En este sentido, el diputado a la Asamblea Nacional por el Partido Socialista Unido de Venezuela, Andrés Eloy Méndez, expuso que la producción de los fabricantes privados y del Estado, de trabajar conjuntamente las 15 plantas existentes, podría alcanzar este año los 200.000 vehículos.

El parlamentario agregó que hasta ahora existen 60.000 cuentas en dólares en Venezuela para la adquisición de vehículos importados. "Todo aquel que abra una por el montante del vehículo que va a importar se le da un permiso para que traiga vehículos directamente, sin problemas", indicó.

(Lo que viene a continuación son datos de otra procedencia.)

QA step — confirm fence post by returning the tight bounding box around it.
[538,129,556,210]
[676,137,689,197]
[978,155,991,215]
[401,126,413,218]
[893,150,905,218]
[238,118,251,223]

Méndez recordó que algunos concesionarios - Ford, Toyota y Chevrolet, entre otros - han autorregulado sus precios. No obstante, el Gobierno tiene la intención de publicar próximamente los precios regulados junto con la Ley para el Cálculo de los Costos, Ganancias Razonables y Precios Justos.

"Ellos se autorregularon y el vehículo más caro, el Tahoe, vale 1.000.000 de bolívares (116.047,78 euros), es decir, lo venden al triple de su valor", recalcó Méndez, antes de señalar que en Venezuela dicen que no hay coches, "pero sí existe una taquilla que opera en los concesionarios, a la que llega con el efectivo e inmediatamente te dan el cupo para el automóvil".

El dirigente matizó entonces que hay una costumbre en algunas persona de la clase media y alta de los vehículos como un 'commodity de inversión' (producto con valor mercantilista y no de uso). "Ellos invierten para revalorizar su dinero en el mercado, creando una sobredemanda".

La prioridad en la entrega de divisas atiende también al sector automoción, pues "si revisas la lista de entrega en Cadivi, de los primeros diez, cinco son fabricantes".

Méndez manifestó seguidamente que uno de los retos de cara al 2014 es acabar con la especulación en el mercado automotriz. "La idea es que no se nos quede ningún vehículo en planta, ni tampoco en los concesionarios".

Para ello, prosiguió, es necesaria la participación de la población en el control de precios y eliminar la práctica de la "taquillita", aunando medidas como la importación por iniciativa privada o del Estado para completar un mercado sano.

"El objetivo es que empecemos a dar confianza un nuevo mercado automoción distinto en Venezuela", concluyó el diputado.